To see a photographic record of the day, click on the link above (or the delicious photo) and you'll be taken through to shutterfly.com - a photo sharing site. Enter the email address - barneybb.cockles@blogger.com - and the password - cockles - then select the photo album to view a slideshow. Enjoy.
Is this to be the level of contributions?
Is this what getting on for 3 million years of evolutionary struggle has come to?
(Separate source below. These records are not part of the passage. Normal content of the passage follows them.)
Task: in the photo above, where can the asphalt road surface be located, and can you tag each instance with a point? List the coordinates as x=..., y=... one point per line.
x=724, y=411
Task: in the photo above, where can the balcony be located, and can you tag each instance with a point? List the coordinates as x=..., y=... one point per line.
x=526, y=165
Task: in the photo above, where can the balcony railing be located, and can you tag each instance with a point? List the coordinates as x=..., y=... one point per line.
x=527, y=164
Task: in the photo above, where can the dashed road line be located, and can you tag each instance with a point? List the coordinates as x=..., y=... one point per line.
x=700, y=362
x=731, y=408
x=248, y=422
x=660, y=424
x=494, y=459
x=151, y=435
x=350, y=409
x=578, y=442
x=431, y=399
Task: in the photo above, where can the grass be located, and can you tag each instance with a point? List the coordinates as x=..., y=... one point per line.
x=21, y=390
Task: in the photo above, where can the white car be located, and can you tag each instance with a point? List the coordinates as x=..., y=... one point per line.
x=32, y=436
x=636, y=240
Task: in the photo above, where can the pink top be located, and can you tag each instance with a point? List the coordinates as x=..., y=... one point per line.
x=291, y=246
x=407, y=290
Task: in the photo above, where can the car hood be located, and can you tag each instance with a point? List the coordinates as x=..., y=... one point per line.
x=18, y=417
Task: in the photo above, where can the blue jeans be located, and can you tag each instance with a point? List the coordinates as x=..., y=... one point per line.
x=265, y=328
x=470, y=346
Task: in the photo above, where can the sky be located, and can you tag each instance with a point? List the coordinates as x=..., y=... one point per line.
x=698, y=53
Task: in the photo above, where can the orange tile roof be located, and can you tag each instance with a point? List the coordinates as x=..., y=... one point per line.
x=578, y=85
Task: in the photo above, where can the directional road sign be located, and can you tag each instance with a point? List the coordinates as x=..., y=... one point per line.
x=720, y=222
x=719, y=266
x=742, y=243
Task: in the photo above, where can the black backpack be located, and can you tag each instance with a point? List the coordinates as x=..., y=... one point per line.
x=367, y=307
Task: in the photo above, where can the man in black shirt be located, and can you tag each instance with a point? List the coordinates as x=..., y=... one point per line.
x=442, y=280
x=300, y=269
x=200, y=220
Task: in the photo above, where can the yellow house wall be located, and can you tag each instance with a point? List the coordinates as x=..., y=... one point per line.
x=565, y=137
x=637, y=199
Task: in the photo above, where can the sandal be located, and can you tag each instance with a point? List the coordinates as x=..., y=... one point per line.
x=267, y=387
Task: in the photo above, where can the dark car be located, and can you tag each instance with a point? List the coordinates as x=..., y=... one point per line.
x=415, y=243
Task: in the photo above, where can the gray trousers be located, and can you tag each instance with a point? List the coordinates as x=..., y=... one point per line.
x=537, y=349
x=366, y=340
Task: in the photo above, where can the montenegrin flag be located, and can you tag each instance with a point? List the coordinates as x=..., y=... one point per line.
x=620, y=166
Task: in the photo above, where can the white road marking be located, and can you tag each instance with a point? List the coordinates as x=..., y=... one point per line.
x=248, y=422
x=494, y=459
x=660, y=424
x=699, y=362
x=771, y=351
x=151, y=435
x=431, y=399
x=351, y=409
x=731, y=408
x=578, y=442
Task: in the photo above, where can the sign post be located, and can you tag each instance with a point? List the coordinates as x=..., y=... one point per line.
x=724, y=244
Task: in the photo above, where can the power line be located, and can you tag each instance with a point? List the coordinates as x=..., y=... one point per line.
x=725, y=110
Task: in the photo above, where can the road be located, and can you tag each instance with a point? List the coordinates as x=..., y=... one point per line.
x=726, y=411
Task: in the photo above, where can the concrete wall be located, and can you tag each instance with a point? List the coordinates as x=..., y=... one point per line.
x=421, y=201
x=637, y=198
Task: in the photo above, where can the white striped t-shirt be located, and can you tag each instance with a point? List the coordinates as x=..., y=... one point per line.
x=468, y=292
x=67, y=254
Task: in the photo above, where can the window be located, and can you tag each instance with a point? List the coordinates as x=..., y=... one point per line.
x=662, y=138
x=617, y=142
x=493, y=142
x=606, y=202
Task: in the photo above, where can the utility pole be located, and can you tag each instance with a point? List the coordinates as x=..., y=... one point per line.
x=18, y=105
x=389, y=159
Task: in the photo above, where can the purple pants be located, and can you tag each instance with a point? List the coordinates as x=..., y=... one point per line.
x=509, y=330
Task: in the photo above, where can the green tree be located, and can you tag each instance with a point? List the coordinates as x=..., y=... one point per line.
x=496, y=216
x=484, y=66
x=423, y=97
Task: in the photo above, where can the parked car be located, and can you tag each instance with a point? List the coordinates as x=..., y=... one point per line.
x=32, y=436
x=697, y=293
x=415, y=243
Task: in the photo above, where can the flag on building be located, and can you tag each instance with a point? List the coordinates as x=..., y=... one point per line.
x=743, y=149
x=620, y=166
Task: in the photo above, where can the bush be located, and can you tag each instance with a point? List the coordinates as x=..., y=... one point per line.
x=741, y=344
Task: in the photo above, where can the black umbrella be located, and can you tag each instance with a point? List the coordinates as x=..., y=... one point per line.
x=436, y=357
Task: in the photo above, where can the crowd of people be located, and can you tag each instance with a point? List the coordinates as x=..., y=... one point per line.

Is this the peak of early 21st century philosophical and scientific discourse?
Excellent...
I can't claim the credit for this one. Sam found this gem. I may be 34, closing in on 35, but flatulence never fails to amuse me and I hope it never will.
Follow the smell to this one.
Hello everybody. This is a bit difficult isn't it? But it's a jolly good idea. Mmmm. I'll get me coat....
Bloody hell, not sure if im here or not, somebody please tell me...
This simple Blog site is your place to be who you want and say what you want. Cockles & Mussels is a place to share your thoughts on anything or nothing at all with those you love (well, most of them). Whatever it is, big or small, stupid or serious, right or wrong, jump on board and get it off your chest.
And it couldn't be easier to participate - even my mum can do it! If you're reading this, then you've managed to log in and register on blogger.com. I'll issue some instructions via e-mail as to how everyone can access and edit the site, as well as how to include photos, links or even video to your posts.